When you think of guitar heroes, Steve Cropper may not be on top of the list. Not one for spangled capes or rhinestoned suits, he’s rarely played a screaming one-note solo. And he doesn’t strike those superhero poses.
Instead, as he’s said many a-time, he’s “just” a rhythm player. And he plays guitar in service to the groove.
Consider his resumé; Booker T & the MGs, Stax Records, helping hand on Wilson Pickett’s “In The Midnight Hour,” Otis Redding’s “(Sittin’ On) The Dock Of The Bay,” and Sam and Dave’s “Soul Man.” Plus there’s accompanying John Lennon on Rock ’N Roll, backing John Belushi and Dan Aykroyd in The Blues Brothers, and producing albums for the likes of Jeff Beck, John Prine, and John Mellencamp. And that’s just getting started.
You may not realize it, but Cropper could be one of the “most-heard” of all guitar heroes.
When Covid came to town, he masked up and crafted a new solo album, Fire It Up, his first “proper” solo shot since 1969. And it calls on all those many influences.
“It’s made from old grooves, because during a lockdown, you work on stuff that’s been in your head for years,” Cropper explained. Chalk up one – perhaps the sole – plus of the pandemic.
The album steps back in time to Stax days. Cropper is backed by drummer Nioshi Jackson, vocalist Roger C. Reale, and Jon Tiven on bass, sax, harmonica, and keys.
So how do you write a soulful R&B classic?

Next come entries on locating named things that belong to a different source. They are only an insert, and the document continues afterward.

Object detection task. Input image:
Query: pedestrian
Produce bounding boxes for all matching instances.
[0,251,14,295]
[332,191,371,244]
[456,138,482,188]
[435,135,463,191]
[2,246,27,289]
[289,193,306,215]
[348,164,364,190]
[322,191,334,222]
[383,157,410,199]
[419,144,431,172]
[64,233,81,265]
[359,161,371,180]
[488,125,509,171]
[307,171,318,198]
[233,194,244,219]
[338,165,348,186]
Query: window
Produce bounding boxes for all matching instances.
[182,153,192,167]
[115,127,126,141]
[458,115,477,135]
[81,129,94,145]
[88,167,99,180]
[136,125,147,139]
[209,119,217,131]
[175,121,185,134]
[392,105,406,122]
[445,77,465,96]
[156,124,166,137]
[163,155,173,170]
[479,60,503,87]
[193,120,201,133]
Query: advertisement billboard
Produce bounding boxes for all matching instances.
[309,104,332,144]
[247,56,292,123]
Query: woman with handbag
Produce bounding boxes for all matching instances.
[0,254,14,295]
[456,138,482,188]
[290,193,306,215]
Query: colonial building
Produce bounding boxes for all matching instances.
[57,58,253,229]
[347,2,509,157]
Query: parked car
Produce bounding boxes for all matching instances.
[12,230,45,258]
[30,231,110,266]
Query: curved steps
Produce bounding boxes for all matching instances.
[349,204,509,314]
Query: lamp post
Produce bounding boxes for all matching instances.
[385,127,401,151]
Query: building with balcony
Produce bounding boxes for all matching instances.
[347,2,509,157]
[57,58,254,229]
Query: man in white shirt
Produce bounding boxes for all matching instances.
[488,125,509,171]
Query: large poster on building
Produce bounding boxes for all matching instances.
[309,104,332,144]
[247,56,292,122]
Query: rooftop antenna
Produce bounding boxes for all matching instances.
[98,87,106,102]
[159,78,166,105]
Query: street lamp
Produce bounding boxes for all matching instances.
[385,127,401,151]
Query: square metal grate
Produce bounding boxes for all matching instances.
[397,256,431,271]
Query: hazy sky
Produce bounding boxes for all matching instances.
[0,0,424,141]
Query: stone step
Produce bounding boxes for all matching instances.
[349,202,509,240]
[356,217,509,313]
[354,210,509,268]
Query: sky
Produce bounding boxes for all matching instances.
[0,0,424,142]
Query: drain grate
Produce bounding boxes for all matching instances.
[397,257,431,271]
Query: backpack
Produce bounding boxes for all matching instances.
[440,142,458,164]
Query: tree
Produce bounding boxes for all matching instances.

“When I write, I usually start with a title – that way I know what I am writing about. So title first, then the music,” Cropper says.
He tells about a songwriting session with singer Eddie Floyd in 1966; the two were in a room at downtown Memphis’ Lorraine Motel with a thunderstorm providing accompaniment. Trying to write a song about the intersection between love and superstition, they toyed with numerous tropes – from rubbing a rabbit’s foot to breaking a mirror. Nothing stoked the fire. As lightning flashed, Cropper asked Floyd, “What do people do for good luck? Eddie said, ‘Knock, knock.’ I said, ‘There’s our song – ‘Knock On Wood.’” It went to the top of the Billboard Hot R&B chart in ’67.
Asked about the indelible riffs Cropper is famous for – think “Soul Man” and those sliding sixth double-stops – he’s equally humble.
“If I come up with an unusual guitar riff, I’ll usually save it for an instrumental,” he says. The world-famous fills are just icing on the cake.
“I guess they just come naturally,” Cropper shrugs. “They usually put up a track or song and I just start playing. If I don’t like it, I start over and play something else. I almost never try to come up with something if I’m not in the studio to record it.”
Fire It Up is rife with riffs. The title track is classic Memphis R&B, while “She’s So Fine” is sweet soul. And Cropper plays with his usual effortless, tasteful grace throughout.
Long an Esquire and Telecaster man, these days he swears by his custom-made Peavey built by Jim DeCola. As Cropper told VG’s Dan Forte, “When people ask why I don’t play a vintage Tele, I say, ‘It’s kind of like once I drove a Ferrari, I never went back to a Chevrolet.’
“For the basic tracks, we just plugged in direct through an ART SGX2000 preamp,” he said.
“For the overdubs at RCA, I used a Victoria with two mics – a Royer 102 and a Shure SM-52.”
Cropper’s never been an effects guy, but on this album he added a Marshall Bluesbreaker 11 pedal for some dirt.
Any other secrets? Cropper’s again typically modest: “I used a long chord and played in the control room.”